TAMPA, Fla. — The Republican convention may feature a slew of Latino speakers, but Los Angeles Mayor Antonio Villaraigosa told reporters on Tuesday that the GOP’s latest goodwill effort isn’t going to cut it with Latino voters.

“You can’t just trot out a brown face or a Spanish surname and expect people are going to vote for your party,” Villaraigosa, who is chairman of this year’s Democratic National Convention, said at a press conference in Tampa.

He singled out the RNC’s platform, a draft of which leaked to the press and which includes a statement of support for state laws that crack down on illegal immigrants, a plank calling for completion of a border fence and another opposing in-state tuition for undocumented students.

“This is a party with a platform that calls for the self-deportation of 11 million people,” he said. “What country in the world has ever deported 11 million people?”

A slew of recent polls show Romney scraping bottom with Latino voters — behind even John McCain’s disastrous 2008 performance. Villaraigosa predicted Democrats would garner “close to 70 percent of the Latino vote.”

While the GOP is looking to create a big-tent image, most of its featured Latino politicians largely toe the party line on immigration. Speakers like Nevada Gov. Brian Sandoval, New Mexico Gov. Susana Martinez and Texas Senate candidate Ted Cruz all oppose a stand-alone DREAM Act and have condemned Obama’s executive action halting deportations of some young illegal immigrants.

With the party’s immigration position firmly planted on the right, the economy appears to be Republican leaders’ No. 1 answer to all questions regarding the Hispanic community.

The Romney campaign launched a new Spanish-language ad on Tuesday. In it, Romney speaks directly to the camera, asking Latino voters to consider the impact the struggling economy has had on their lives over the last few years. At a bilingual RNC briefing with Latino reporters on Monday, Republican officials tried to steer the topic to the unemployment rate even in the face of a barrage about the GOP’s hardline immigration position.

House Speaker John Boehner bluntly told reporters on Monday that if Republicans can’t actually win over minority voters, a weak recovery might at least keep them from voting in droves for Democrats.

“These groups have been hit the hardest,” Boehner said. “They may not show up and vote for our candidate but I’d suggest to you they won’t show up and vote for the president either.”

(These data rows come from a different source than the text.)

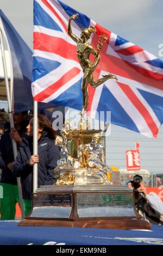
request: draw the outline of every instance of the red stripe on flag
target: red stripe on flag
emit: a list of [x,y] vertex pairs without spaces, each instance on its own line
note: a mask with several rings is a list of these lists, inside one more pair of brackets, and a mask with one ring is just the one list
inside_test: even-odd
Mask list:
[[155,124],[152,117],[148,109],[145,107],[143,103],[140,101],[139,97],[135,94],[134,92],[131,89],[130,87],[127,84],[125,84],[120,82],[117,82],[120,87],[122,89],[123,92],[129,99],[130,101],[135,106],[136,108],[142,115],[146,122],[148,126],[151,130],[154,137],[156,137],[159,130],[158,127]]
[[62,38],[42,33],[34,32],[33,36],[34,50],[55,53],[66,59],[78,62],[76,46],[69,44]]
[[51,11],[53,13],[53,14],[54,14],[54,15],[57,17],[57,19],[59,20],[59,21],[65,29],[66,33],[67,34],[67,28],[65,24],[63,22],[63,21],[61,20],[58,13],[55,11],[53,7],[52,7],[52,6],[49,4],[49,3],[48,3],[47,0],[42,0],[42,2],[49,10],[51,10]]
[[36,94],[34,97],[34,100],[39,102],[43,101],[45,99],[52,95],[53,93],[59,90],[59,89],[60,89],[63,85],[65,84],[67,82],[78,75],[80,72],[80,69],[77,68],[73,68],[69,71],[64,75],[55,83],[51,84],[41,93]]
[[133,45],[132,46],[130,46],[124,49],[115,50],[115,51],[118,53],[126,55],[126,56],[134,54],[135,53],[137,53],[138,52],[142,52],[142,51],[143,51],[143,49],[137,45]]
[[163,75],[135,66],[122,59],[106,54],[103,52],[101,56],[101,62],[97,69],[163,90]]

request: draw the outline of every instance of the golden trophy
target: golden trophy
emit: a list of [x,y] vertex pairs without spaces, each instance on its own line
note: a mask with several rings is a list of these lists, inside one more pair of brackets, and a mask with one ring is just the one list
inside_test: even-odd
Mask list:
[[[65,121],[55,142],[62,161],[54,170],[57,182],[41,186],[33,194],[32,212],[19,225],[149,229],[150,224],[141,220],[135,209],[133,192],[121,185],[120,172],[105,163],[100,127],[91,128],[83,118],[88,105],[88,84],[96,88],[108,79],[117,78],[109,74],[94,80],[93,73],[107,36],[101,35],[97,50],[87,41],[96,33],[93,27],[83,29],[80,38],[77,37],[71,23],[78,16],[70,17],[68,33],[77,44],[77,54],[84,73],[80,120],[76,129],[68,120]],[[90,53],[95,56],[93,62]]]

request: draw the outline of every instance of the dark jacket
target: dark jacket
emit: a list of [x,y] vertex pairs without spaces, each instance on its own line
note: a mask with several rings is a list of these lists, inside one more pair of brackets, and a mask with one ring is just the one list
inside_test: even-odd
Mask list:
[[[17,156],[12,167],[12,173],[16,177],[21,177],[23,198],[32,198],[33,188],[33,167],[29,164],[29,159],[33,155],[32,138],[23,139],[20,143]],[[55,182],[54,169],[60,159],[60,150],[54,141],[47,137],[43,131],[38,141],[38,187],[44,185],[52,185]]]
[[[26,129],[22,128],[17,131],[21,137],[27,137]],[[10,137],[10,131],[5,132],[0,140],[0,168],[2,169],[1,182],[9,184],[16,185],[16,178],[8,167],[9,163],[14,161],[12,141]],[[17,143],[18,149],[20,143]]]

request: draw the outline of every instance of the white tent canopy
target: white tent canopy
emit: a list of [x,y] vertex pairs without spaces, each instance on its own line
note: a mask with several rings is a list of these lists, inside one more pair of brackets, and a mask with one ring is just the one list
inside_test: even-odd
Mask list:
[[[5,60],[7,66],[8,76],[10,78],[10,65],[9,52],[5,50]],[[10,84],[10,83],[9,83]],[[4,75],[2,63],[2,53],[0,50],[0,100],[7,100]]]

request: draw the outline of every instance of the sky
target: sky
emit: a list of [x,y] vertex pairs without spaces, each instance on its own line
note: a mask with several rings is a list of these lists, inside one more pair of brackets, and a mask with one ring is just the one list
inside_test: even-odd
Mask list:
[[[63,0],[120,36],[159,56],[163,44],[162,0]],[[1,0],[0,8],[31,49],[33,0]]]
[[[0,8],[33,49],[33,0],[1,0]],[[156,58],[163,46],[163,0],[62,0],[119,36],[137,44]],[[106,141],[106,162],[125,168],[126,149],[140,142],[142,168],[163,170],[163,128],[156,140],[112,126]]]

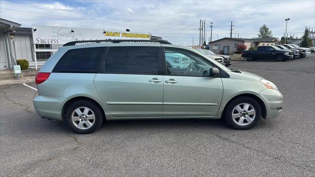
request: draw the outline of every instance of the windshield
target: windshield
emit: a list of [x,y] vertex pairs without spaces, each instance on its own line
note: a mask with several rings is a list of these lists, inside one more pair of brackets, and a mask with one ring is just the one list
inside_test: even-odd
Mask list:
[[273,48],[274,49],[275,49],[276,50],[281,50],[280,48],[276,47],[275,46],[270,46],[271,47]]
[[206,53],[206,54],[207,55],[216,55],[216,54],[215,53],[214,53],[213,52],[212,52],[212,51],[209,50],[207,50],[207,49],[203,49],[202,51]]
[[286,47],[284,47],[284,46],[277,46],[277,47],[278,47],[279,48],[282,48],[282,49],[284,49],[284,50],[288,49],[288,48],[287,48]]
[[294,47],[296,47],[296,48],[300,48],[300,47],[299,47],[299,46],[298,46],[297,45],[295,45],[295,44],[291,44],[291,46]]
[[199,48],[193,48],[193,49],[194,49],[194,50],[196,50],[196,51],[197,51],[198,52],[199,52],[199,53],[201,53],[201,54],[203,54],[203,55],[206,54],[206,53],[205,53],[205,52],[203,52],[203,51],[202,51],[202,50],[201,50],[201,49],[199,49]]

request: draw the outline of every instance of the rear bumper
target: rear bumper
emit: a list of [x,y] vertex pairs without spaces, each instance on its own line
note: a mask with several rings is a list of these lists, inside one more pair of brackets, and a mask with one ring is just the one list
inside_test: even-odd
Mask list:
[[266,105],[266,118],[276,118],[283,112],[284,97],[280,91],[267,88],[259,94],[264,98]]
[[62,120],[63,106],[66,99],[56,96],[39,95],[33,100],[35,110],[42,117]]

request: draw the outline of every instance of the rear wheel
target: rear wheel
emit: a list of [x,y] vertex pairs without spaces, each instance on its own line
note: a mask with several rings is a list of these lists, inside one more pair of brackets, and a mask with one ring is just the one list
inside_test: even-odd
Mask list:
[[92,133],[102,124],[103,118],[101,111],[91,101],[84,100],[76,101],[66,110],[67,124],[76,133]]
[[254,58],[252,55],[249,55],[247,56],[247,60],[248,61],[252,61],[254,60]]
[[224,115],[225,122],[232,128],[246,130],[252,128],[261,116],[261,109],[254,99],[240,97],[226,107]]
[[277,58],[276,59],[277,59],[277,60],[278,61],[283,61],[284,60],[284,58],[283,56],[282,55],[279,55],[277,56]]

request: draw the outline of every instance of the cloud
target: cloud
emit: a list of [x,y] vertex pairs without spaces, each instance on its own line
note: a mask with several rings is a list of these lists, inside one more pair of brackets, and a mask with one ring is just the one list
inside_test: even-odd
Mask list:
[[[213,22],[213,39],[257,36],[266,24],[274,36],[285,30],[303,35],[305,26],[314,28],[314,0],[84,0],[0,1],[0,16],[31,27],[32,24],[64,26],[151,32],[175,44],[199,40],[199,21],[205,20],[207,38]],[[235,34],[233,34],[235,36]],[[236,35],[237,36],[237,35]]]

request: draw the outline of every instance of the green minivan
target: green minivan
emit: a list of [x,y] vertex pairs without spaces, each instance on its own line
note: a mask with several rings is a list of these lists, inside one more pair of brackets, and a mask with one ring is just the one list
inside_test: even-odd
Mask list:
[[103,121],[136,119],[222,118],[248,129],[283,105],[271,82],[162,40],[70,42],[35,80],[37,113],[81,134]]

Villaraigosa told TPM that he wasn’t surprised by Boehner’s comments. He noted that earlier Republican ads and statements played up Latino disillusionment over Obama’s failure to pass the DREAM Act or a comprehensive immigration reform bill. Left out: the fact that Republican lawmakers overwhelmingly led the charge to block them.

“We saw right after Romney clinched the nomination, they were doing commercials to depress the vote,” he said.